Under the terms of his release, the former technician at the Israeli nuclear facility in the Negev desert town of Dimona was barred from leaving Israeli territory and contacting foreigners. The restrictions were in force for a year and their extension was expected to come up for consideration in coming weeks.
The Justice Ministry said Vanunu was being indicted for 21 cases of violating the release restrictions and one instance of attempting to leave Israel.
"It emerges that since his release Vanunu has violated (the terms of his release) imposed by the head of the Home Front Command (search) in a systematic fashion in that he exchanged information with foreigners and foreign residents with no prior authorization," the ministry statement said.
"Since his release Vanunu has maintained contact with numerous foreign journalists and even told some of them he was aware he was violating the terms of his release by meeting and exchanging information with them."
The 11-page indictment lists 14 prosecution witnesses, most of them police officers.
On numerous occasions, Vanunu has tested the limits of his release by granting interviews to foreign news media.
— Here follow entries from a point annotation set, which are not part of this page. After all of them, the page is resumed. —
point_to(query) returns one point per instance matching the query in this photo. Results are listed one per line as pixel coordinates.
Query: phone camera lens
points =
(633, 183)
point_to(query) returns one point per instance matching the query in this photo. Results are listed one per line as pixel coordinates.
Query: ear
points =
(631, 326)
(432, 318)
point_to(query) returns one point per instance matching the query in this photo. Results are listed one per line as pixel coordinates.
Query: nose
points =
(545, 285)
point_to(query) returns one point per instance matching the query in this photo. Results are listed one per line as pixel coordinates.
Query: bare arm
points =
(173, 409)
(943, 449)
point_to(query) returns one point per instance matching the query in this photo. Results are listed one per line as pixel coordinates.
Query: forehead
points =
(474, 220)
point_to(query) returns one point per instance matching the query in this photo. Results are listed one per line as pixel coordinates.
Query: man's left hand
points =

He also was stopped by Israeli police on Christmas Eve while attempting to attend Midnight Mass in the West Bank town of Bethlehem (search), outside his permitted area of travel.
Since his release from prison, Vanunu has been living at a Jerusalem church compound.
Israeli authorities have said they fear Vanunu may have more nuclear secrets to share with the world. Vanunu, a Jewish convert to Christianity, has said he has nothing more to disclose and wants to leave the country.
Vanunu was convicted in 1988 after being captured in Europe and brought back to Israel by the Mossad intelligence service. His disclosures on the Dimona nuclear reactor led experts to conclude that Israel has the world's sixth-largest stockpile of nuclear weapons, including hundreds of warheads.
Israel has followed a policy of nuclear ambiguity, neither confirming nor denying it has such weapons.
Vanunu became a hero to peace activists for his role in unveiling Israel's nuclear program. In a September interview with The Associated Press, he said he wanted to replace his Israeli citizenship with a foreign one, perhaps Palestinian.
"In Israel, I am regarded as a traitor ... and since my release they are not respecting my human rights, my freedom of speech my freedom of movement," he said then.